Aus den verschiedenen gestischen und abstrakten Gemälden mit freien Formen und Farben sticht eines heraus: Es ist ein Bild, das einen abstrahierten Kopf zeigt. Es bildet die formal-thematische Klammer zum hinteren Teil des Ausstellungsraumes und ist gleichzeitig der Hinweis auf eines der Hauptthemen von Brigitte Felician Siebrecht in ihrer Kunst: das Portrait, auch wenn es hier in der Ausstellung seltener vertreten ist.

Ging es bei den Arbeiten im hinteren Teil des Raumes um die künstlerische Qualität von Codes, Zahlen und Zeichen, um das konzeptuelle Arbeiten, geht es hier bei den Malereien um das Gefühl, die Intuition, das mitunter Ungeplante und das Körperliche.

Doch auch hier ist der Betrachter, sind wir eingeladen, aktiv die Bilder zu betrachten. Details aus der Nähe zu sehen und wieder Abstand zu nehmen, um das Ganze zu erfassen.

Brigitte Felician Siebrecht zeigt mit ihrer Ausstellung hier im Kunstbetrieb ihre äußerst mehrschichtige, künstlerische Arbeitsweise.

Im eher wortwörtlichen Sinne mehrschichtig, weil sie abfotografiert, Dateicodes freilegt oder QR-Codes generiert, druckt, Inhalte übereinanderlegt, überklebt, überspachtelt, überspritzt und übermalt.

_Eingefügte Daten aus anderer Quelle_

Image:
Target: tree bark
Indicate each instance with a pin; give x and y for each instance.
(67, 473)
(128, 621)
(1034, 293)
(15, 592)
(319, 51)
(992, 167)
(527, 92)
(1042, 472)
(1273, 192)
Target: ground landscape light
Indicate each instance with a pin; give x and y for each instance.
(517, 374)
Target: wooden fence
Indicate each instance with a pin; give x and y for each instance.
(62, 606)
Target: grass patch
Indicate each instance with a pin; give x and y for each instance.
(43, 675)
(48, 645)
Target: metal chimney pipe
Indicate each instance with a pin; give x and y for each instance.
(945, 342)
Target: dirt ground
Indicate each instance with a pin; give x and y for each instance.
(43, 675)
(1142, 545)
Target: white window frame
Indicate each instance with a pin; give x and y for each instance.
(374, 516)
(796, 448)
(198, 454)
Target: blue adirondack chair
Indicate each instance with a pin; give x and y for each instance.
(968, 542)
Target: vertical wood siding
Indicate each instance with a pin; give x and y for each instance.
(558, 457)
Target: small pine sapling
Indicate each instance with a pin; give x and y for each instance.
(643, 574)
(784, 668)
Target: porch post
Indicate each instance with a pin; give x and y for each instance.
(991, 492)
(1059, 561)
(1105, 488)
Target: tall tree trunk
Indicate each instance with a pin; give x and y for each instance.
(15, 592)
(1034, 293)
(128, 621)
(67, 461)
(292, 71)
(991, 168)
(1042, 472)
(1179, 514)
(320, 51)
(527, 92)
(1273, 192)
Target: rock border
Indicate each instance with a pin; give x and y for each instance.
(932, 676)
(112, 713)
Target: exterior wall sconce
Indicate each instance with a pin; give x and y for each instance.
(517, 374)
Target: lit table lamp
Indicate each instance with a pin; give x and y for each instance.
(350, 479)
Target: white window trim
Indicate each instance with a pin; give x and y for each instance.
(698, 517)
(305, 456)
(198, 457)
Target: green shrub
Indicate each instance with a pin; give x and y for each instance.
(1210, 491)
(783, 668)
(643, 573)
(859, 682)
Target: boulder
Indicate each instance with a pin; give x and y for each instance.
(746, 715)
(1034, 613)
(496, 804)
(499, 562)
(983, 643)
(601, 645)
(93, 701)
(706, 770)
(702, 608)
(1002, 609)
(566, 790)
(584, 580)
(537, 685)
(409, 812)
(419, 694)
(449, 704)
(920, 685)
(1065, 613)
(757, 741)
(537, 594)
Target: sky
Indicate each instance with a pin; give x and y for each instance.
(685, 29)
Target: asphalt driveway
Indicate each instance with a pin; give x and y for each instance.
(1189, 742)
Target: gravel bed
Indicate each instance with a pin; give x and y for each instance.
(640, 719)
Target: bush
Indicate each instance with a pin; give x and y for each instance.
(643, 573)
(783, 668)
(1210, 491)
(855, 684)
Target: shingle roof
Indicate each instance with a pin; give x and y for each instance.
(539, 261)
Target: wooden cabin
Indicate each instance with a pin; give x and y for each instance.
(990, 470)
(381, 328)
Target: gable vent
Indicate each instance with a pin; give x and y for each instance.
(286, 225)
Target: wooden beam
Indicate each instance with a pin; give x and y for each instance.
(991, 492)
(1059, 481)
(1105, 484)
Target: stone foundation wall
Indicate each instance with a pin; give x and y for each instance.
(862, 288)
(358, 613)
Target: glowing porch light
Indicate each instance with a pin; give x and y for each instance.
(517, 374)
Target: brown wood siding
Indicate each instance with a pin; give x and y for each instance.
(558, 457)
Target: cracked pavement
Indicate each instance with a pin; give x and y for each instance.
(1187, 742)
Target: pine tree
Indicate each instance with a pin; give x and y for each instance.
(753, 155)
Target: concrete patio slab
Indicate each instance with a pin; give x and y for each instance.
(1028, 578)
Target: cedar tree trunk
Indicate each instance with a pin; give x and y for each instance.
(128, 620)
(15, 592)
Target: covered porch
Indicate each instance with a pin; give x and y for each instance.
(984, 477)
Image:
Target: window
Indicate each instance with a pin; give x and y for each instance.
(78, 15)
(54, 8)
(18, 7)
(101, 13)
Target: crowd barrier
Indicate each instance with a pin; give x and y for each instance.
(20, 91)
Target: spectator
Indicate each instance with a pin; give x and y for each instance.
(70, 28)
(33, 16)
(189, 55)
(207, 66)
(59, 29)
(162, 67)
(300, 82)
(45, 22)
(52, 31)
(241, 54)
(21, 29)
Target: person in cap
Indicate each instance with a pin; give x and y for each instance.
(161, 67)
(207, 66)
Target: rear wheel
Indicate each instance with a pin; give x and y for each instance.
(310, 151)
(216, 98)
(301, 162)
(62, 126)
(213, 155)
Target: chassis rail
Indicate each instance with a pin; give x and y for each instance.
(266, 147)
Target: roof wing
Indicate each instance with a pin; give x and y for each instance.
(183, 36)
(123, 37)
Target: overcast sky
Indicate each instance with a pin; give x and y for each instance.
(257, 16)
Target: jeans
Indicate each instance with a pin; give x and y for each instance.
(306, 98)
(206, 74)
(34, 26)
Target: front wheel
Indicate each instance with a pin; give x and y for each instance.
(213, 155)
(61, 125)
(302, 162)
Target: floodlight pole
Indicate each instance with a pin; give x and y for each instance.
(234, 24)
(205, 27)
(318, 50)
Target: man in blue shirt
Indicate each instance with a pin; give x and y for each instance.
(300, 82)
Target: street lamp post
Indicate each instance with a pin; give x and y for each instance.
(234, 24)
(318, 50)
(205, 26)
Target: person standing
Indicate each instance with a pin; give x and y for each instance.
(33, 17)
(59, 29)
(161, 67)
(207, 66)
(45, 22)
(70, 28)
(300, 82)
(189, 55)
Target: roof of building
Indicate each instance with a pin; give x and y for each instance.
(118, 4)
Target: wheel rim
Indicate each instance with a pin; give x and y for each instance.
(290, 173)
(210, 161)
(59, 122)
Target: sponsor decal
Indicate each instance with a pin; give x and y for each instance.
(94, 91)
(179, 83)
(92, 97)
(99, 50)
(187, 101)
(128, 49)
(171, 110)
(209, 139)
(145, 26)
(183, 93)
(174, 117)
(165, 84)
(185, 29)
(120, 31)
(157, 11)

Im übertragenen Sinne, weil sie mit ihrer Arbeit auf vielschichtige Art und Weise Fragen aufwirft, Denkanstöße gibt, entschlüsselt und verschlüsselt oder uns emotional, intuitiv berührt.

Sie selbst zeigt sich dabei in einer Ganzheitlichkeit, zwischen Ratio, Konzept und zeichenhafter Reduktion einerseits und materieller Fülle, emotionaler Geste und Spontanität andererseits. Pole, in denen wir Betrachter uns spiegelbildlich und rein menschlich sehr leicht wiederfinden können. Eben diese scheinbaren Gegensätze, die nur durch Zulassen zu einer Ganzheitlichkeit führen können, bringt das Gemälde „DAs TAO der Selbstauflösung – Lasse alle Widersprüche in dir zu“ zum Ausdruck.